Hello, my week old chick, the only one that hatched, has mites like I have never seen before. The lice are like something from a horror movie. The hen and cooper and yard have been treated the chick lives indoors because the hen went nuts and started pecking her , no I think it was the lice causing the pecking...how do I dust a tiny chick? I'm afraid to poison the chick


----------



## robin416 (Sep 8, 2013)

You don't. Carefully give it a bath with soap and water. Baby shampoo is best but if you don't have that around use human shampoo.


----------



## Poultry Judge (Jul 15, 2020)

Yes, what Robiin said. I get the baby shampoo from Aldis grocery. There are some other old-timer tricks but none I would use with a new chick. Regarding Sevin, there is five percent and ten percent, I use it very judiciously and only under certain circumstances outside. That's just my opinion. Also look around and see if there are mites anywhere else. You don't want a cyclical infestation.


----------



## robin416 (Sep 8, 2013)

I like the premise spray of permethrin. Easy to use and it being wet it gets in all the cracks and crevices.


----------



## Poultry Judge (Jul 15, 2020)

Yes, and you can buy the spray pre-mixed or buy the concentrate and mix your spray bottles yourself.


----------



## Poultry Judge (Jul 15, 2020)

Yesterday morning, I added some new roosts to my coop, so I cleaned out all the hay. The floor of the coop is a ten inch raised platform of poplar boards twelve inches high with one-eighth inch gas between the boards.
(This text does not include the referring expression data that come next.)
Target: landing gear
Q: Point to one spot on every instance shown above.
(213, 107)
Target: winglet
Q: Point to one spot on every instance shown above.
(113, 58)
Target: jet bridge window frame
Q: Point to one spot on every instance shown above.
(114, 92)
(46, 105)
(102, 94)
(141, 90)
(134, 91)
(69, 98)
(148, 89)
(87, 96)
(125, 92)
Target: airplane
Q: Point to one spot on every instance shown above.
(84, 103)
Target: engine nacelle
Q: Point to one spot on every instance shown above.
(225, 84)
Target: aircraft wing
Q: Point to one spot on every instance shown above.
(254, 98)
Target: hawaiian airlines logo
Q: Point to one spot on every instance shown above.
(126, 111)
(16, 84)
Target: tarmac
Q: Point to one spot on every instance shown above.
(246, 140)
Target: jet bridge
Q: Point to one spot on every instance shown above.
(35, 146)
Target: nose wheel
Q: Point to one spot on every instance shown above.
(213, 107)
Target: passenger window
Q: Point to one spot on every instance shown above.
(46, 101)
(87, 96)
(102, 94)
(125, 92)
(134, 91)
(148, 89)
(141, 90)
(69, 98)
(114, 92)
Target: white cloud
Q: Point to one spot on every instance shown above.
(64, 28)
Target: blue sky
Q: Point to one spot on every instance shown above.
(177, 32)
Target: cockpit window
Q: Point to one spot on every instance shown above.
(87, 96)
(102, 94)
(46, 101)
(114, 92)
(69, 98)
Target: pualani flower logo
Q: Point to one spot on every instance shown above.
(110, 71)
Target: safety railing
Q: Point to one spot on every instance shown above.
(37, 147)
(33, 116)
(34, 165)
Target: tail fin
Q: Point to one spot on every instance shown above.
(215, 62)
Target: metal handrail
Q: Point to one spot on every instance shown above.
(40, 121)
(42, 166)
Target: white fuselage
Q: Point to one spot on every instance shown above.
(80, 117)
After I swept it out, I lightly dusted the bare floor with Sevin and then put in all new hay. Tomorrow, I will throw a few handfuls of diatomaceous earth in also. This summer has been bad for insects in Ohio, but so far no mites with the birds.


----------



## dawg53 (Aug 25, 2015)

I used to be a proponent of Sevin dust until I used it several years ago for a minor lice issue. The bottom line is that it did not take care of the lice problem which shocked me.
I switched to Permethrin dust and bye bye lice.
I suspect that there are certain areas in the country that Sevin dust has played itself out and lice have become resistant to the product.
BTW: I havnt seen Sevin 10 dust in years. I believe it's been taken off the market.


----------



## Poultry Judge (Jul 15, 2020)

We use Permethrin consistently in the horse barn with fairly good results. We also use a natural product from Spalding Labs called Fly Predator to help with fly control.


----------



## robin416 (Sep 8, 2013)

Are those the predator wasps?


----------



## Poultry Judge (Jul 15, 2020)

Yes, we have used them for over ten years with good results in the horse barn. They recommend not spreading them directly near poultry as the birds will gobble them all up before they can destroy any flies!


----------



## robin416 (Sep 8, 2013)

I've got those black ones here but I haven't looked to see if they specifically go after flies. I watched one one day digging a hole to bury it's catch. Bad thing about where it was digging was it's the pathway to the Guinea pen so I don't know if a baby wasp ever emerged.

Now that I think about it, I almost got some of those. I never gave it a thought about the birds going after them. Glad I didn't waste the money now.


----------